Lattes are a beloved coffee drink thanks to their rich, flavorsome taste. In addition to being delicious, lattes can provide some benefits as part of a healthy diet, including antioxidants, essential nutrients like calcium and B vitamins, and a mood and metabolism boost from caffeine. However, excess calories, sugar, and caffeine can be downsides to watch out for. Ultimately, lattes in moderation – about 1-2 small to regular-sized portions daily – can be enjoyed as part of an overall nutritious diet for many people. Customize your latte to your individual needs by optimizing the milk, flavorings, and caffeine content. Keeping portion sizes reasonable will allow you to reap the tasty and nutritious rewards of lattes without overdoing it on the less healthy aspects.

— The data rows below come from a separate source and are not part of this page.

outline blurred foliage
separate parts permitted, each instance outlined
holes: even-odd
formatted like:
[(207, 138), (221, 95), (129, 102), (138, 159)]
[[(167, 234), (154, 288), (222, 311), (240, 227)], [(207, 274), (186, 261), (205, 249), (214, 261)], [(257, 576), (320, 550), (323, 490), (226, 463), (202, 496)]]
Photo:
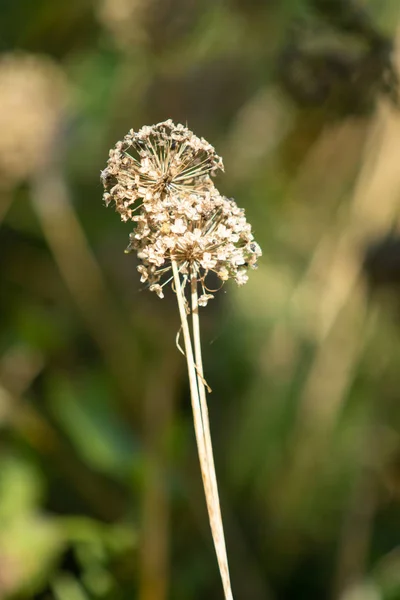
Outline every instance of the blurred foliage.
[(264, 250), (202, 316), (235, 597), (398, 600), (398, 0), (1, 14), (0, 599), (222, 597), (174, 297), (101, 203), (171, 117)]

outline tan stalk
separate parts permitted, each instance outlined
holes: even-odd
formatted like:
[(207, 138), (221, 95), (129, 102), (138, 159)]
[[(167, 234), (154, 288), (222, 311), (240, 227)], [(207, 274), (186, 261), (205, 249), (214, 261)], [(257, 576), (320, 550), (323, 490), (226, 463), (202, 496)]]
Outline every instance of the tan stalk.
[(226, 552), (224, 527), (222, 523), (221, 506), (218, 494), (217, 475), (214, 465), (214, 454), (211, 441), (210, 419), (208, 417), (207, 396), (203, 372), (203, 358), (201, 353), (201, 338), (200, 338), (200, 317), (199, 304), (197, 294), (197, 273), (192, 268), (190, 273), (191, 282), (191, 300), (192, 300), (192, 325), (193, 325), (193, 345), (196, 360), (197, 385), (199, 389), (201, 415), (203, 421), (204, 441), (206, 445), (207, 459), (209, 464), (209, 472), (211, 477), (211, 486), (213, 494), (213, 504), (216, 510), (216, 521), (218, 526), (218, 538), (220, 541), (221, 553), (218, 556), (218, 564), (221, 571), (222, 581), (224, 584), (225, 595), (227, 598), (232, 598), (232, 588), (229, 576), (228, 555)]
[(209, 460), (209, 453), (206, 447), (206, 436), (204, 432), (203, 415), (201, 410), (199, 390), (197, 386), (196, 367), (193, 356), (192, 340), (190, 337), (189, 323), (185, 309), (185, 299), (183, 296), (181, 282), (179, 277), (179, 269), (176, 261), (172, 260), (172, 271), (174, 274), (174, 283), (176, 297), (178, 300), (179, 316), (182, 324), (183, 340), (185, 344), (186, 362), (188, 367), (189, 386), (190, 386), (190, 397), (192, 402), (193, 411), (193, 422), (196, 434), (197, 450), (199, 454), (200, 470), (203, 479), (204, 492), (207, 503), (208, 517), (210, 520), (211, 533), (214, 540), (215, 552), (218, 559), (218, 565), (220, 568), (222, 583), (224, 586), (225, 599), (233, 600), (231, 585), (229, 581), (229, 572), (227, 569), (226, 549), (225, 540), (222, 530), (222, 521), (219, 502), (215, 499), (213, 493), (214, 485), (213, 478), (211, 476), (211, 465)]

  1. Pellegrini, N., Serafini, M., Salvatore, S., & Del Rio, D. (2006). Total antioxidant capacity of spices, dried fruits, nuts, pulses, cereals and sweets consumed in Italy assessed by three different in vitro assays. Molecular Nutrition & Food Research, 50(11), 1030-1038.
  2. Nehlig, A. (2010). Is caffeine a cognitive enhancer?. Journal of Alzheimer’s Disease, 20(S1), 85-94.
  3. Park, S.A., Shoemaker, J.K., Haight, T.J. et al. The psychobiology of mood in coffee. Neurosci Biobehav Rev 117, 42–57 (2020).
  4. Wiley, A.S. (2014). Cultures of milk: The biology and meaning of dairy products in the United States and India. Harvard University Press.
  5. Dulloo, A. G., Geissler, C. A., Horton, T., Collins, A., & Miller, D. S. (1989). Normal caffeine consumption: influence on thermogenesis and daily energy expenditure in lean and postobese human volunteers. The American journal of clinical nutrition, 49(1), 44-50.